The ACMG working group limited its list to genes that carry a high risk of disease—for example, mutations inBRCA1 and BRCA2, which significantly raise the risk of breast and ovarian cancer, and for which extra screening and prophylactic surgery can reduce risk. But even for these genes, the chance of disease varies from individual to individual. Ashkenazi Jewish women with a family history of breast cancer may have a disease risk as high as 90% or more if they carry mutations in BRCA1; another woman with no family history may have a much lower risk. In some cases, the conditions highlighted by ACMG are rare and have been studied in just a few families in which many members have the disease. It's not known how those risks translate to someone without any affected family members.
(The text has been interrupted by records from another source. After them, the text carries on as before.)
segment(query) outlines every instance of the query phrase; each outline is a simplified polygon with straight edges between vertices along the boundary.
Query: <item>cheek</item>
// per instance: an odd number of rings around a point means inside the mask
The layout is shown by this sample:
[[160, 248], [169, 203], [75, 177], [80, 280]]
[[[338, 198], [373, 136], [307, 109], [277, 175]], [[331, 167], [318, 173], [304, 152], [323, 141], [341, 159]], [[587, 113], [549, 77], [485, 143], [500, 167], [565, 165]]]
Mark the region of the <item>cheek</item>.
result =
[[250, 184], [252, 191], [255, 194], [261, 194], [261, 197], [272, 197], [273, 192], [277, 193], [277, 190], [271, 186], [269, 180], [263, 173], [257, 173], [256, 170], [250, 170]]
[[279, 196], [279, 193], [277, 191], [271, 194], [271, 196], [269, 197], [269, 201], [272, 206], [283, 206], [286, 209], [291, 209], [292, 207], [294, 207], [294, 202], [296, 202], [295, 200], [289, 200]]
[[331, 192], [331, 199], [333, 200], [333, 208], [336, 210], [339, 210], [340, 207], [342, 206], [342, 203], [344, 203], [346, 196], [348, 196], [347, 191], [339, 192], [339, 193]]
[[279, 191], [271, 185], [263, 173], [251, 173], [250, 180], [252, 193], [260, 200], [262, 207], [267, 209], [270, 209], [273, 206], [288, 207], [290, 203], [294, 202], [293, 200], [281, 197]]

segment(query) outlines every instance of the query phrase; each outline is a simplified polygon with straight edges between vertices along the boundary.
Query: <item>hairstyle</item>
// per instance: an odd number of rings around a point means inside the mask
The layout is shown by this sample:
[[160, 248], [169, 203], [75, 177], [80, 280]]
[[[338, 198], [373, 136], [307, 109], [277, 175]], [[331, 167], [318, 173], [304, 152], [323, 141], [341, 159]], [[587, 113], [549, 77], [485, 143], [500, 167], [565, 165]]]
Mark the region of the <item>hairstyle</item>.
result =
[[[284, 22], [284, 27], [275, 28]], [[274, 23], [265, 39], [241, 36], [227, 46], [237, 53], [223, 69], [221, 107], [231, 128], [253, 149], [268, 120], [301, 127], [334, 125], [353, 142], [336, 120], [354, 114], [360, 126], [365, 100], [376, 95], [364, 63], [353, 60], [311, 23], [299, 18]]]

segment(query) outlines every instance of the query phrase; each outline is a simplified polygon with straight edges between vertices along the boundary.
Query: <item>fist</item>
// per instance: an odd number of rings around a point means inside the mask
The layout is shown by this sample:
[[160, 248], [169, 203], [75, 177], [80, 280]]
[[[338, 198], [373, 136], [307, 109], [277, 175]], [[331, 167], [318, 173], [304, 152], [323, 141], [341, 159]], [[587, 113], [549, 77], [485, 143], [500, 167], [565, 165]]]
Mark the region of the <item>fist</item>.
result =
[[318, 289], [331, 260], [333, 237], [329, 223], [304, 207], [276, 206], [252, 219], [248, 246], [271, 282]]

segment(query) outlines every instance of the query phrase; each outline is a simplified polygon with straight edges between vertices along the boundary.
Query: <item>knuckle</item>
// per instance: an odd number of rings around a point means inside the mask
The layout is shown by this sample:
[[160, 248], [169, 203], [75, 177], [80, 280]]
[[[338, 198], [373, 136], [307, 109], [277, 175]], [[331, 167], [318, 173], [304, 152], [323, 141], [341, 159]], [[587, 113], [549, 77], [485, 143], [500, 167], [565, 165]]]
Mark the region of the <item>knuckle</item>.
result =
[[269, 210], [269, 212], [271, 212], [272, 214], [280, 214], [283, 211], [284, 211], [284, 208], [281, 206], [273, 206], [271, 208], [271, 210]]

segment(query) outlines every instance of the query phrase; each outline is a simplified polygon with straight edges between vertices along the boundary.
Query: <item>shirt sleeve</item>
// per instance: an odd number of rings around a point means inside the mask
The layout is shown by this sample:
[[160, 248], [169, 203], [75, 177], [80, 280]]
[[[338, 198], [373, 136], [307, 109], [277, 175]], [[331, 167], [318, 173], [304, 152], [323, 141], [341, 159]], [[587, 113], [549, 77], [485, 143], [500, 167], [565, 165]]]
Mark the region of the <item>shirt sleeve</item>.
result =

The working group estimates that about 1% of the population would have a positive result for at least one of the variants on the list. The list was limited to mutations for diseases where the chance of getting sick can be mitigated—for example, with aggressive screening for those at high risk.

"In many perspectives, they have made an important and brave contribution," writes Isaac Kohane, a pediatric endocrinologist and chair of the informatics program at Boston Children's Hospital, in an e-mail. Still, while he thinks we have the "sequencing capacity" to deal with the demands, "[I'm] not sure we have the cognitive capacity." And our understanding is constantly changing, even for the diseases and mutations already on the list. The Working Group treads carefully here, urging that the list be regularly revisited and that a voluntary registry be established to follow those given these findings, documenting "the benefits, harms and costs that may result."

Many questions remain: Are doctors equipped to return this information to patients? Can labs handle the additional sequencing? Who will pay for it? Do these recommendations establish a new legal benchmark for the standard of care, something Rothstein thinks is a possibility?

The working group emphasizes that its 30-page document is a beginning, not an end. "We took so long and worked so hard on this," Green says. "We took time to imagine how the future is going to be different."